HA NOI — A lack of strict management on the petrol and steel markets is said to be a primary cause of the violations taking place in these sectors, according to the Government Inspectorate.

Prime Minister Nguyen Tan Dung has approved the Government Inspectorate's recommendations for State management of imports and exports to achieve stabilisation in the petrol and steel markets.

Speaking at a press conference in Ha Noi on Tuesday, deputy chief of the Government Inspectorate Nguyen Van San said that the Ministry of Industry and Trade (MOIT) had not closely co-ordinated with provincial People's Committees and industrial park management boards, leading to ineffective investment.

San said the ministry had been slow to withdraw automatic import licences. He added that these have contributed to a high inventory level of steel, which, in turn, has affected business operations and caused banks to retract capital.

The Government Inspectorate said the ministry has not accurately reported the amount of imported steel and their control over market stabilisation on steel products for the Viet Nam Steel Corporation is limited.
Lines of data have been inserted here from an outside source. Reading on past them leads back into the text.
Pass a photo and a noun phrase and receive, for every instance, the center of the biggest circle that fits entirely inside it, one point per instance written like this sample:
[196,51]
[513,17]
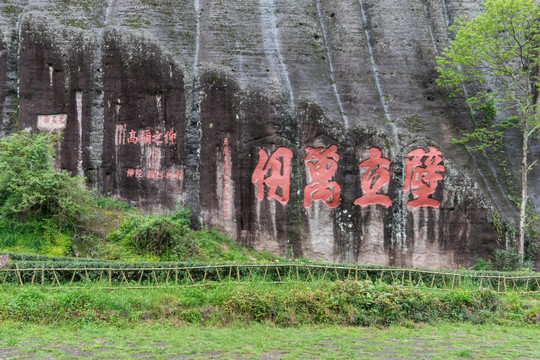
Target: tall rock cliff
[311,128]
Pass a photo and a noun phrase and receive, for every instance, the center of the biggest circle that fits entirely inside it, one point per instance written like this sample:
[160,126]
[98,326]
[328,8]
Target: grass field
[257,341]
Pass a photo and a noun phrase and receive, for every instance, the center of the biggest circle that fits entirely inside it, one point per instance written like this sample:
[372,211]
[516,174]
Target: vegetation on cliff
[498,53]
[51,212]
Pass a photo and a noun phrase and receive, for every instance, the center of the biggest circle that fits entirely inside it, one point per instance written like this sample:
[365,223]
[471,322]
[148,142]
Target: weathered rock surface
[172,102]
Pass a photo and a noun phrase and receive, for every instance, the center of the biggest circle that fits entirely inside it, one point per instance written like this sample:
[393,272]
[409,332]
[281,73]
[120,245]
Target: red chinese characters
[376,176]
[322,164]
[423,171]
[153,174]
[274,172]
[145,136]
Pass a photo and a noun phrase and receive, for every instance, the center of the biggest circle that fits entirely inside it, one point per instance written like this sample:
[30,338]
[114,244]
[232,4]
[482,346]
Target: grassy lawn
[257,341]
The report showed that in 2008 alone, the corporation's profits reduced by VND600 billion (US$30.7 million), while profits at the Thai Nguyen Steel Company dropped by more than VND200 billion ($10.2 million).

The Government Inspectorate attributes this to the fact that the ministry had not taken strict measures to prevent the situation—it did not establish an inspection team on steel production and business activities.

Violations

The inspectors said the ministry did not carry out an inspection of petrol businesses, and thus did not follow the Inspection Law's Decree 55 on petrol business inspection.

MOIT granted business registration licences to 11 import firms but did not punish businesses that imported less petroleum than the stipulated minimum import quota.

In the 2008-09 period, six businesses violated the regulations with the lowest rate at 46 per cent.

The Government Inspectorate also discovered that the Transport Construction Company and the Truong Son Construction Company exported over 121 tonnes of petrol to Cambodia without permission from the ministry in 2009. The lack of investigation and punishment has led to increasing fraud in the sector. The Market Watch Department uncovered over 14,000 cases in 38 provinces and settled over 2,600 violations.

Inspectors added that the co-ordination between MOIT and the General Customs Department in controlling petrol export activities had not been effective, leading to exports of 100,000 tonnes of petrol without reports to the ministry.

They also pointed out the ministry's shortcomings in monitoring the operations of the Dung Quat Oil Refinery, which has resulted in a lack of transparency in business and State budget's receipts.

MOIT was asked to review and evaluate distribution systems to map out a complete development plan for the import of construction steel.

Banks' wrongdoings

Ngo Van Khanh, director of the Government Inspection's general affairs inspection department said that in the third quarter of the year, Government inspectors checked the interest rate-subsidised lending of five commercial banks: Military Bank (MB), Viet Nam International Commercial Joint Stock Bank (VIB), Asia Commercial Bank (ACB), Sai Gon Thuong Tin Commercial Joint Stock Bank (Sacombank) and Technological and Commercial Joint Stock Bank (Techcombank).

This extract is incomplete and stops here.